Overhangs are one of the main design challenges you will face when designing for 3D printing. An overhang is any part of your model which is not supported by anything underneath it. Since 3D printers build each layer on top of the last, any feature printed over open air will tend to droop or fail completely.
Overhangs can take many forms depending on the specific geometry of your design. While most of the time it is better to avoid an overhang, there are multiple ways to successfully print an overhang feature. Keep in mind though that these methods won't 100% fix the print and may result in unwanted side effects, if minor.
Supports are the easiest to implement because you don't have to change your design. The slicer that prepares your model for printing will automatically insert supports in the right places, and some slicers will let you manually place supports. Basically, a support is a column that is printed underneath the overhang to hold it up. It is printed with a larger than usual gap between it's top and the underside of the overhang, which means it snaps off easily without taking parts of the print with it. Multiple supports can be arranged closely to support large overhang areas.
One downside with supports is that when removed, they can leave marks on your print that have to be cut, chiseled, or sanded down. Also, you have to be able to remove the overhang and get it out/off of your print, meaning internal supports or supports blocked by complicated geometry can't be removed. This issue can actually be avoided by using a soluble support like HIPS or PVA which can be dissolved away by limonene or water respectively and leave your model intact. Another potential downside with supports is that they can add a lot of material if a big area needs to be supported. This can add to cost and print time.
A feature with nothing underneath and supported on one side is an overhang. A feature with nothing underneath but supported on 2 opposite sides or all around is called a bridge. Bridges are great because they can be printed a lot more reliably than an overhang, and often don't require supports to print nicely. This is because the extruder head can string a line of plastic from one side and firmly attach it to the other side. A print fan cools the molten plastic quickly and keeps it from drooping too much in the middle.
Bridges can be quite long depending on the printer and especially depending on how much cool air is hitting the print. Try to make your overhangs into bridges as much as possible; not only will it print better, but the resulting print will most likely be stronger too. Bridges have to be completely horizontal, not on a slant or angle, or the individual layers will not extend between both sides.

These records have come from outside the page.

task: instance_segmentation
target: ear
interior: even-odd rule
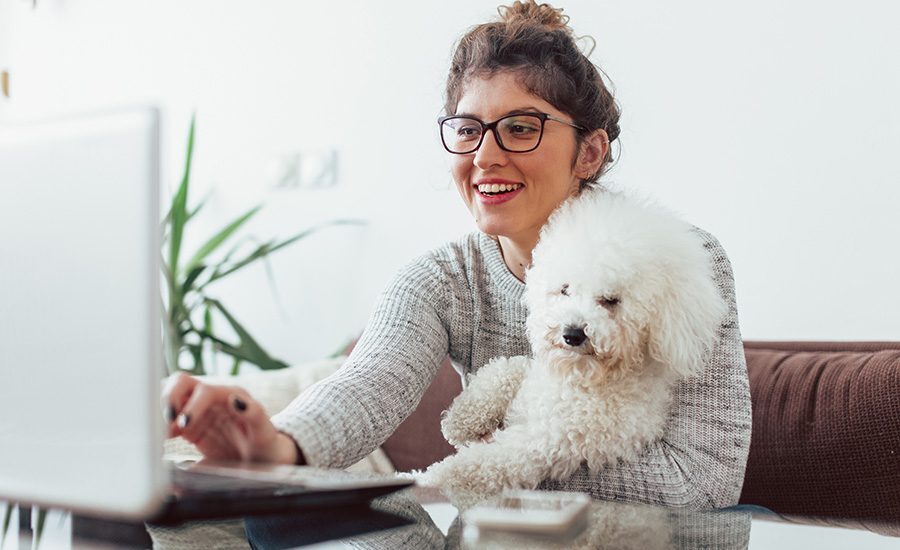
[[[703,369],[728,306],[711,277],[700,275],[669,284],[672,287],[650,322],[648,351],[657,361],[688,377]]]
[[[606,130],[594,130],[581,142],[578,158],[575,159],[574,173],[581,179],[596,174],[609,154],[609,136]]]

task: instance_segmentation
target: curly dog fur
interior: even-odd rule
[[[554,212],[524,299],[533,357],[494,359],[469,379],[441,423],[457,453],[419,475],[460,505],[638,458],[726,313],[692,227],[605,191]]]

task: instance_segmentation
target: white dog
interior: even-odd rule
[[[596,190],[541,231],[525,303],[533,357],[494,359],[469,379],[441,422],[457,453],[419,478],[458,504],[638,458],[726,313],[690,225]]]

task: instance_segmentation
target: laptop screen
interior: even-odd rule
[[[153,109],[0,126],[0,500],[158,503],[158,167]]]

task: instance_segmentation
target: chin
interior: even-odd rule
[[[495,216],[476,217],[475,224],[478,226],[478,230],[492,237],[506,237],[511,234],[508,223],[492,218]]]

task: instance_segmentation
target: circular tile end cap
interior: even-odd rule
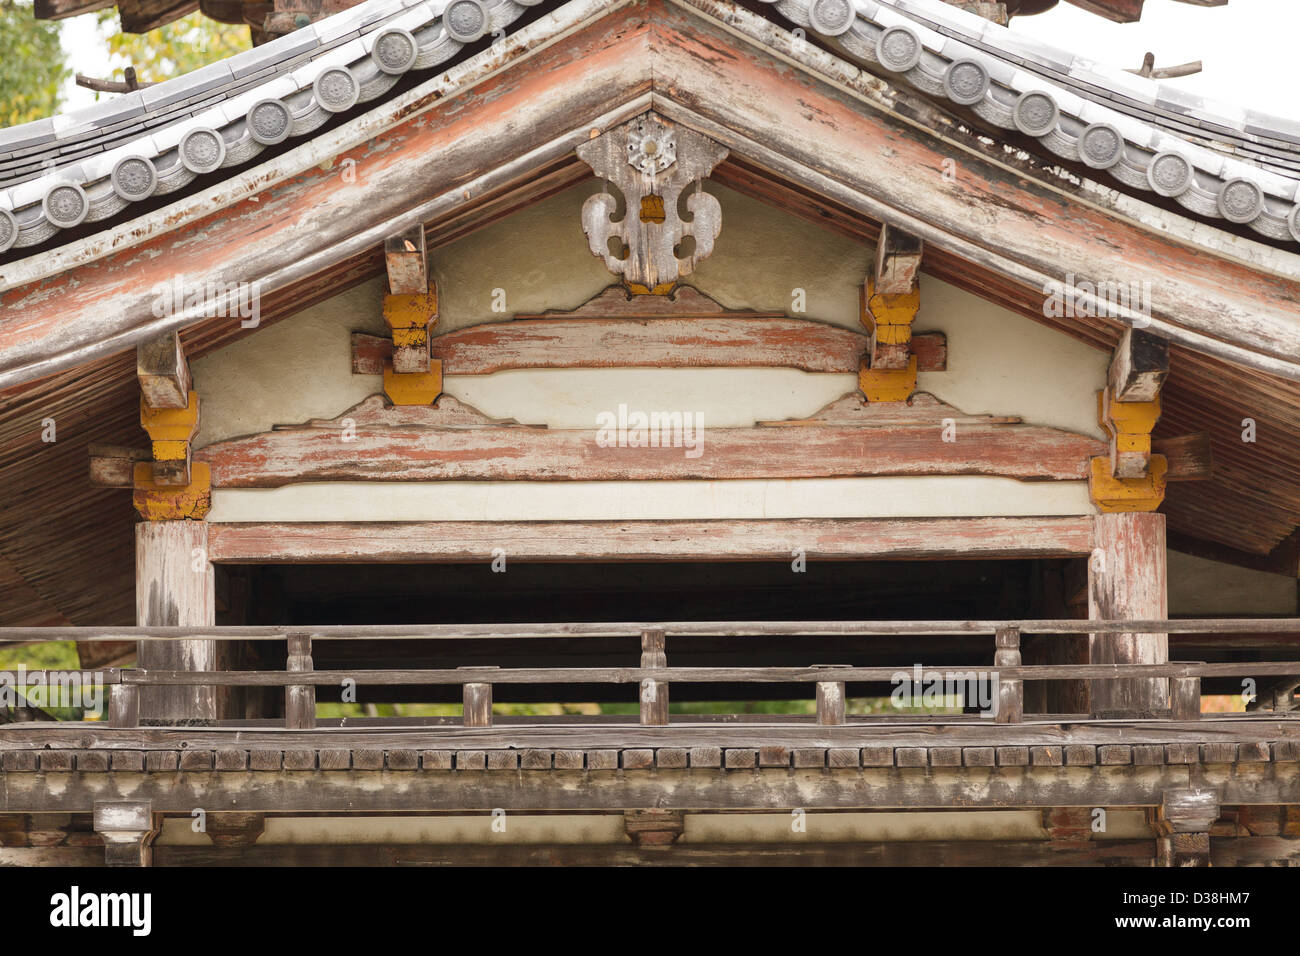
[[[906,73],[921,62],[921,38],[910,27],[890,27],[876,42],[876,59],[886,70]]]
[[[851,0],[813,0],[808,8],[809,25],[828,37],[848,33],[857,16]]]
[[[113,167],[109,177],[113,192],[127,202],[148,199],[158,187],[158,171],[153,162],[144,156],[124,156]]]
[[[1291,238],[1300,242],[1300,204],[1291,207],[1291,213],[1286,217],[1286,224],[1291,230]]]
[[[90,199],[76,183],[59,183],[41,200],[45,218],[60,229],[79,226],[90,212]]]
[[[1109,123],[1093,123],[1079,135],[1079,158],[1093,169],[1109,169],[1124,155],[1124,136]]]
[[[1161,196],[1181,196],[1191,187],[1192,177],[1191,161],[1169,150],[1156,153],[1147,167],[1147,182]]]
[[[1250,222],[1264,208],[1264,190],[1249,179],[1230,179],[1219,190],[1219,212],[1228,222]]]
[[[312,82],[312,93],[321,109],[331,113],[350,110],[361,95],[361,84],[346,66],[332,66]]]
[[[0,252],[8,252],[18,241],[18,220],[8,209],[0,209]]]
[[[1061,119],[1061,110],[1050,94],[1030,90],[1016,100],[1012,119],[1016,129],[1026,136],[1046,136],[1056,129]]]
[[[192,129],[181,137],[181,164],[195,175],[220,168],[226,158],[226,143],[215,129]]]
[[[415,37],[398,27],[382,31],[375,37],[375,45],[370,49],[370,57],[375,61],[375,66],[390,76],[405,73],[415,65],[415,58],[419,55],[420,47],[416,44]]]
[[[254,103],[244,117],[253,139],[263,146],[274,146],[289,138],[293,129],[293,116],[289,107],[275,99]]]
[[[487,8],[480,0],[452,0],[442,14],[447,35],[461,43],[473,43],[488,32]]]
[[[976,60],[955,60],[943,75],[948,99],[961,106],[974,106],[989,90],[989,71]]]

Draft is a term used in the casting/moulding/forging industries to refer to the angle given to the sides of a part perpendicular to the parting line and parallel to the pull direction of a cast/mould/forge cavity. There it makes it easier to pull the part out of the cavity; if the sides were straight friction would hold the part in. With 3D printing, a draft is an easily printable feature consisting simply of an angled wall. This can support ledges without a tricky overhang. If you can incorporate a draft instead of an overhang, your model will be easier to print, and in many cases will be stronger, too.